Michoacán

N’avoir aucune attente à propos d’un endroit est le meilleur moyen de ne pas être déçu, voire d’être agréablement surpris. Nous savions deux choses du Michoacán : c’est le premier producteur mondial d’avocats et une destination hivernale populaire pour les papillons monarques. Nous avons découvert des paysages magnifiques et variés, une culture indigène bien ancrée et très ancienne, une gastronomie riche et subtile et surtout une hospitalité incroyable.

Dark waters

Le plus grand lac du Mexique est tellement pollué qu’il est fortement déconseillé de s’y baigner. Quelques pêcheurs et tout un écosystème naturel continuent pourtant d’essayer de survivre sur ses rives. En une cinquantaine de kilomètres seulement, nous avons traversé à la fois les communautés les plus riches et les plus pauvres que nous ayions vu au Mexique jusqu’ici. Étrange et embarrassant, et pourtant si beau.

À l’ouest du lac, le pueblo magico d’Ajijic est aujourd’hui une véritable colonie de retraités et télétravailleurs gringo. Comme souvent dans ce genre d’endroits, on croise aussi bien des riches cowboys arrogants qui ne parlent pas un mot d’espagnol que des artistes et ex-hippies. Richard et Diana, nos hôtes, font partie de cette deuxième catégorie. Enseignants globe-trotteurs à la retraite, ils ont travaillé dans des écoles américaines aux Etats-Unis, France, Maroc, Bulgarie, Equateur, République Dominicaine, Mexique… Après avoir terminé leurs carrières à Guadalajara, ils profitent d’une retraite de septuagénaires actifs et sportifs. Pour Richard, il n’est pas question de raccrocher le flambeau. Son métier d’enseignant était pour lui un moyen de contribuer à améliorer le monde par l’éducation. À plus de 70 ans, il s’est reconverti en podcasteur/instagrameur. Son objectif : parler des projets qui contribuent à impacter positivement la planète pour inspirer ses auditeurs à trouver des organisations proches de leurs affinités avec lesquelles s’engager (lien en bas de page).

À l’est du lac, la route se transforme en piste et nous traversons des villages enclavés et très pauvres. Dans la rue, de jeunes enfants jettent des cailloux aux chiens qui se battent pendant que des femmes se lavent les cheveux dans des bassines devant leur maison. Les activités économiques semblent être la culture de la chayotte, une plante proche de la pomme de terre, et la pêche.

Purepecha

La ville de Zamora est notre première étape dans l’état de Michoacán. Située dans la plaine à 1500m d’altitude, il y fait chaud. Ici on cultive principalement des baies (framboises et mûres) sous des tunnels en plastique.
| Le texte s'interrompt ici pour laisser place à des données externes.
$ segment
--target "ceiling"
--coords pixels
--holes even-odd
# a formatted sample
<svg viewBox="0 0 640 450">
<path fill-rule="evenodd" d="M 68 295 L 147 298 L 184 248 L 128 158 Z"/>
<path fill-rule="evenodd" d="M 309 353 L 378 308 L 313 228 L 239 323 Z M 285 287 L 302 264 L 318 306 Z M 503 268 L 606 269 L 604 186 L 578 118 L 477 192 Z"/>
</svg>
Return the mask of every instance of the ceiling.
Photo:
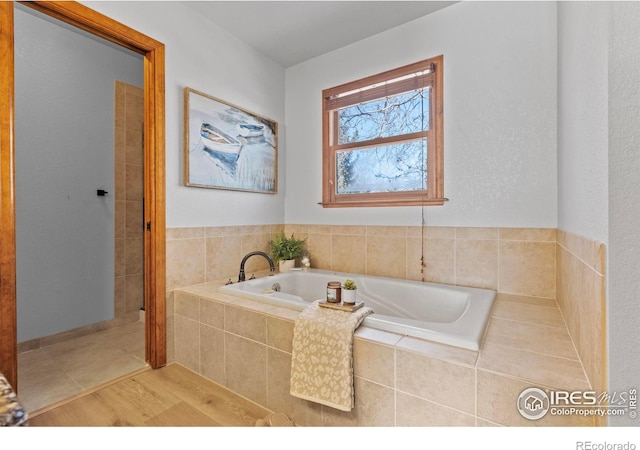
<svg viewBox="0 0 640 450">
<path fill-rule="evenodd" d="M 187 1 L 216 25 L 290 67 L 457 2 Z"/>
</svg>

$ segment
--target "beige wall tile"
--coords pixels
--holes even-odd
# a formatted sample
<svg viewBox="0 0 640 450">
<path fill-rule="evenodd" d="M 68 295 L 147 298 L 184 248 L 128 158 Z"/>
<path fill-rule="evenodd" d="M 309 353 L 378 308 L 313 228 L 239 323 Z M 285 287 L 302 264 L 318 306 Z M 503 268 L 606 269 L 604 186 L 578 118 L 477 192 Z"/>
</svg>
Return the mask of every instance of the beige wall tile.
<svg viewBox="0 0 640 450">
<path fill-rule="evenodd" d="M 555 242 L 555 228 L 500 228 L 500 240 Z"/>
<path fill-rule="evenodd" d="M 206 227 L 204 233 L 206 237 L 220 236 L 242 236 L 241 226 Z"/>
<path fill-rule="evenodd" d="M 127 193 L 127 178 L 124 163 L 115 163 L 115 173 L 113 179 L 113 187 L 115 191 L 116 200 L 125 200 Z"/>
<path fill-rule="evenodd" d="M 367 275 L 405 279 L 406 245 L 404 237 L 367 236 Z"/>
<path fill-rule="evenodd" d="M 292 320 L 267 316 L 267 345 L 291 353 L 293 343 Z"/>
<path fill-rule="evenodd" d="M 200 322 L 224 330 L 224 304 L 201 298 Z"/>
<path fill-rule="evenodd" d="M 407 238 L 407 280 L 422 281 L 424 276 L 426 281 L 426 274 L 422 271 L 421 257 L 423 253 L 423 243 L 421 239 Z M 453 268 L 451 273 L 453 274 Z"/>
<path fill-rule="evenodd" d="M 272 411 L 284 412 L 297 425 L 321 426 L 321 406 L 292 396 L 291 355 L 273 348 L 267 350 L 268 389 L 266 407 Z"/>
<path fill-rule="evenodd" d="M 196 320 L 173 316 L 175 361 L 200 373 L 200 326 Z"/>
<path fill-rule="evenodd" d="M 578 303 L 580 336 L 578 349 L 591 386 L 605 390 L 606 357 L 604 277 L 591 268 L 583 270 L 584 295 Z M 573 318 L 574 320 L 576 318 Z"/>
<path fill-rule="evenodd" d="M 457 231 L 456 231 L 457 234 Z M 456 238 L 456 284 L 498 287 L 498 241 Z"/>
<path fill-rule="evenodd" d="M 142 238 L 125 239 L 125 275 L 143 273 L 144 240 Z"/>
<path fill-rule="evenodd" d="M 564 320 L 558 308 L 534 306 L 526 303 L 515 303 L 498 300 L 491 310 L 492 317 L 510 319 L 519 322 L 539 323 L 554 327 L 564 327 Z"/>
<path fill-rule="evenodd" d="M 126 202 L 124 200 L 116 200 L 113 214 L 116 239 L 124 239 L 125 237 L 125 211 Z"/>
<path fill-rule="evenodd" d="M 165 296 L 167 317 L 175 314 L 175 291 L 167 291 Z"/>
<path fill-rule="evenodd" d="M 121 277 L 125 275 L 125 240 L 124 239 L 115 239 L 115 248 L 114 248 L 114 266 L 113 270 L 116 277 Z"/>
<path fill-rule="evenodd" d="M 498 292 L 496 302 L 510 302 L 521 305 L 542 306 L 545 308 L 557 308 L 558 303 L 553 298 L 529 297 L 526 295 L 507 294 Z"/>
<path fill-rule="evenodd" d="M 306 224 L 285 224 L 284 234 L 295 235 L 296 239 L 303 239 L 309 233 L 309 225 Z"/>
<path fill-rule="evenodd" d="M 457 227 L 455 229 L 455 232 L 456 232 L 456 239 L 474 239 L 474 240 L 498 239 L 497 228 Z"/>
<path fill-rule="evenodd" d="M 245 308 L 224 305 L 224 329 L 253 341 L 267 342 L 267 317 Z"/>
<path fill-rule="evenodd" d="M 204 238 L 167 241 L 166 253 L 167 289 L 204 283 Z"/>
<path fill-rule="evenodd" d="M 376 226 L 376 225 L 368 225 L 367 226 L 367 236 L 383 236 L 388 238 L 406 238 L 407 237 L 407 227 L 398 227 L 398 226 Z"/>
<path fill-rule="evenodd" d="M 500 242 L 498 290 L 534 297 L 556 297 L 555 242 Z"/>
<path fill-rule="evenodd" d="M 144 89 L 138 86 L 134 86 L 133 84 L 127 84 L 127 83 L 122 83 L 122 84 L 124 84 L 126 95 L 133 95 L 134 97 L 139 97 L 144 99 Z"/>
<path fill-rule="evenodd" d="M 226 386 L 260 404 L 267 404 L 267 346 L 225 334 Z"/>
<path fill-rule="evenodd" d="M 175 316 L 167 317 L 167 363 L 176 361 Z"/>
<path fill-rule="evenodd" d="M 564 327 L 494 317 L 489 322 L 485 343 L 505 345 L 559 358 L 578 359 L 571 337 Z"/>
<path fill-rule="evenodd" d="M 460 364 L 396 350 L 396 388 L 473 414 L 475 370 Z"/>
<path fill-rule="evenodd" d="M 200 373 L 224 386 L 224 360 L 224 331 L 201 324 Z"/>
<path fill-rule="evenodd" d="M 142 180 L 142 166 L 125 164 L 125 199 L 142 200 L 144 183 Z M 142 220 L 141 220 L 142 221 Z"/>
<path fill-rule="evenodd" d="M 332 225 L 331 234 L 366 234 L 367 227 L 365 225 Z"/>
<path fill-rule="evenodd" d="M 241 237 L 208 237 L 205 242 L 207 256 L 206 280 L 214 281 L 231 278 L 233 281 L 237 281 L 240 262 L 242 261 Z M 256 256 L 255 258 L 259 257 Z"/>
<path fill-rule="evenodd" d="M 309 234 L 307 249 L 311 268 L 331 270 L 331 235 Z"/>
<path fill-rule="evenodd" d="M 366 237 L 333 235 L 331 241 L 331 270 L 365 273 Z"/>
<path fill-rule="evenodd" d="M 472 415 L 403 392 L 396 393 L 398 427 L 473 427 L 475 423 Z"/>
<path fill-rule="evenodd" d="M 454 284 L 454 253 L 453 239 L 427 239 L 424 243 L 425 281 Z"/>
<path fill-rule="evenodd" d="M 540 420 L 528 420 L 517 409 L 520 393 L 530 387 L 545 386 L 478 370 L 478 418 L 506 426 L 593 426 L 593 418 L 577 415 L 558 416 L 547 413 Z"/>
<path fill-rule="evenodd" d="M 143 237 L 143 208 L 140 200 L 127 200 L 125 202 L 124 234 L 125 238 Z"/>
<path fill-rule="evenodd" d="M 176 315 L 200 321 L 200 298 L 198 296 L 176 291 L 173 301 Z"/>
<path fill-rule="evenodd" d="M 126 294 L 124 276 L 115 277 L 113 285 L 113 310 L 115 317 L 126 314 Z"/>
<path fill-rule="evenodd" d="M 580 361 L 487 342 L 480 351 L 478 368 L 559 389 L 589 388 Z"/>
<path fill-rule="evenodd" d="M 353 368 L 356 376 L 395 387 L 395 350 L 363 339 L 354 339 Z"/>
<path fill-rule="evenodd" d="M 353 384 L 355 407 L 350 412 L 344 412 L 323 406 L 323 425 L 337 427 L 393 426 L 395 424 L 393 389 L 358 377 L 354 379 Z"/>
<path fill-rule="evenodd" d="M 309 234 L 331 234 L 331 225 L 309 225 Z"/>
</svg>

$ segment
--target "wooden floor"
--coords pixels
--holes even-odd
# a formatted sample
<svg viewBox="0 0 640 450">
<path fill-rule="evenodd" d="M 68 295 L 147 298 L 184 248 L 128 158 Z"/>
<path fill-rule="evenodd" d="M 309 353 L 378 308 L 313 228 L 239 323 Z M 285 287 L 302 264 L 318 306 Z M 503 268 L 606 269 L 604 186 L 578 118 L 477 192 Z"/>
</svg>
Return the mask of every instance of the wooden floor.
<svg viewBox="0 0 640 450">
<path fill-rule="evenodd" d="M 270 411 L 179 364 L 145 370 L 29 419 L 30 426 L 254 426 Z"/>
</svg>

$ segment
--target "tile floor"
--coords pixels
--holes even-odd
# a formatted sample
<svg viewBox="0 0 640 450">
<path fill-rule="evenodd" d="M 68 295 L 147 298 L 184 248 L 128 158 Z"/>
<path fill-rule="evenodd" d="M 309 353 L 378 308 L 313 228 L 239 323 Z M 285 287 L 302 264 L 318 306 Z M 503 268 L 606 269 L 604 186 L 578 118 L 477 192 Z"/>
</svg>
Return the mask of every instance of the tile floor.
<svg viewBox="0 0 640 450">
<path fill-rule="evenodd" d="M 133 322 L 18 355 L 18 398 L 27 411 L 142 369 L 144 323 Z"/>
</svg>

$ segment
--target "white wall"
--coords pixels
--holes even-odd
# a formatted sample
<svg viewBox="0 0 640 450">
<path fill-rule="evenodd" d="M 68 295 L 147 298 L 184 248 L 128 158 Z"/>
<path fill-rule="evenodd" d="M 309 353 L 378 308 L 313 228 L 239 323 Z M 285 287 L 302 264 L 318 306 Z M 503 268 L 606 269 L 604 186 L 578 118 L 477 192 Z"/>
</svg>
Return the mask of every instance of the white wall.
<svg viewBox="0 0 640 450">
<path fill-rule="evenodd" d="M 15 64 L 22 342 L 113 318 L 114 83 L 143 72 L 138 55 L 18 9 Z"/>
<path fill-rule="evenodd" d="M 180 2 L 82 2 L 165 44 L 167 227 L 284 220 L 284 69 Z M 277 194 L 185 187 L 183 89 L 279 123 Z"/>
<path fill-rule="evenodd" d="M 558 228 L 604 243 L 610 7 L 558 4 Z"/>
<path fill-rule="evenodd" d="M 609 39 L 609 388 L 638 389 L 640 373 L 639 2 L 614 2 Z M 637 426 L 628 415 L 615 425 Z"/>
<path fill-rule="evenodd" d="M 286 223 L 419 225 L 420 208 L 323 209 L 321 91 L 444 55 L 445 196 L 427 224 L 557 225 L 556 5 L 462 2 L 286 71 Z"/>
</svg>

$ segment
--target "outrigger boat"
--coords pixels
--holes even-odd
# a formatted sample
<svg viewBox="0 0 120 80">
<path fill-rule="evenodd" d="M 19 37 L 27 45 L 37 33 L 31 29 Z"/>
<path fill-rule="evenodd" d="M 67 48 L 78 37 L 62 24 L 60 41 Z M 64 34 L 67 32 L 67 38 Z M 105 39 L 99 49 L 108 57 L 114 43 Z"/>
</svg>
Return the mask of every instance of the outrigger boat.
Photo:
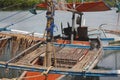
<svg viewBox="0 0 120 80">
<path fill-rule="evenodd" d="M 46 40 L 35 37 L 31 33 L 1 32 L 0 47 L 5 47 L 7 41 L 10 41 L 15 57 L 7 62 L 1 61 L 0 67 L 25 70 L 19 78 L 14 78 L 20 80 L 57 80 L 62 79 L 63 75 L 114 76 L 119 74 L 119 72 L 94 69 L 103 55 L 104 47 L 99 37 L 89 38 L 88 27 L 81 26 L 82 12 L 110 10 L 104 2 L 79 3 L 76 9 L 75 7 L 69 9 L 72 3 L 67 4 L 70 6 L 66 10 L 73 13 L 72 27 L 69 24 L 67 28 L 61 26 L 64 36 L 53 36 L 55 3 L 46 0 L 45 4 Z M 37 6 L 41 7 L 41 4 Z M 74 28 L 75 14 L 79 15 L 77 31 Z"/>
</svg>

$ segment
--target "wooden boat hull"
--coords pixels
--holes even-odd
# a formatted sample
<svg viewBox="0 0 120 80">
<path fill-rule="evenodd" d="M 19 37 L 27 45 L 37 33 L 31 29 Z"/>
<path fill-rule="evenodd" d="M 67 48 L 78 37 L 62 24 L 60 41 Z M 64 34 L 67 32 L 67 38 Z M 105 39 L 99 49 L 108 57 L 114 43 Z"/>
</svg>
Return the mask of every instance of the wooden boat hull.
<svg viewBox="0 0 120 80">
<path fill-rule="evenodd" d="M 61 5 L 62 3 L 58 4 Z M 69 8 L 72 9 L 73 8 L 73 3 L 63 3 L 65 5 L 65 9 Z M 75 3 L 76 4 L 76 8 L 75 10 L 78 12 L 95 12 L 95 11 L 106 11 L 106 10 L 110 10 L 110 8 L 103 2 L 103 1 L 97 1 L 97 2 L 85 2 L 85 3 Z M 47 4 L 46 3 L 41 3 L 38 4 L 37 7 L 40 8 L 47 8 Z M 58 10 L 60 10 L 60 8 L 58 8 Z"/>
</svg>

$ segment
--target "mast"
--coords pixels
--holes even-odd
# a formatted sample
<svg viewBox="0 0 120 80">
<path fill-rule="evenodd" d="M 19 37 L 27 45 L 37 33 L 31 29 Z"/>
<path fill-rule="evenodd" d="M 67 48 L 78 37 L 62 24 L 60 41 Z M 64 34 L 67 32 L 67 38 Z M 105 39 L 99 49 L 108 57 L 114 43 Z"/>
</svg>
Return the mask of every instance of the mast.
<svg viewBox="0 0 120 80">
<path fill-rule="evenodd" d="M 54 28 L 54 11 L 55 6 L 52 0 L 45 0 L 47 4 L 47 12 L 46 12 L 46 18 L 47 18 L 47 24 L 46 24 L 46 53 L 44 58 L 44 66 L 49 67 L 52 65 L 51 63 L 51 53 L 52 53 L 52 44 L 51 41 L 53 39 L 53 28 Z"/>
<path fill-rule="evenodd" d="M 73 0 L 73 9 L 75 9 L 75 1 Z M 74 40 L 74 28 L 75 28 L 75 12 L 72 13 L 72 33 L 71 33 L 71 44 Z"/>
</svg>

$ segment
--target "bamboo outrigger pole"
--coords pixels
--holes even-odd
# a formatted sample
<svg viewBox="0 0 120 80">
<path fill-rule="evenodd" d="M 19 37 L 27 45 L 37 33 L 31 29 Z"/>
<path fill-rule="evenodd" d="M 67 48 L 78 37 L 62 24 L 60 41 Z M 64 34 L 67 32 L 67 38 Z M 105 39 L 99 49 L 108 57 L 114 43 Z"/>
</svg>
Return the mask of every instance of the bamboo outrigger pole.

Nous rencontrons Lili, Nacho et Fernando, groupe de cyclistes qui préparent un voyage en Italie et nous hébergent pour la soirée. Le lendemain matin, ils nous accompagnent en direction de la meseta purepecha. La meseta est un plateau volcanique situé à une altitude moyenne de 2500m où vit la nation Purepecha, descendante du peuple Tarasque, rival des aztèques, qui régnait sur l’ouest de l’altiplano mexicain avant l’arrivée des espagnols.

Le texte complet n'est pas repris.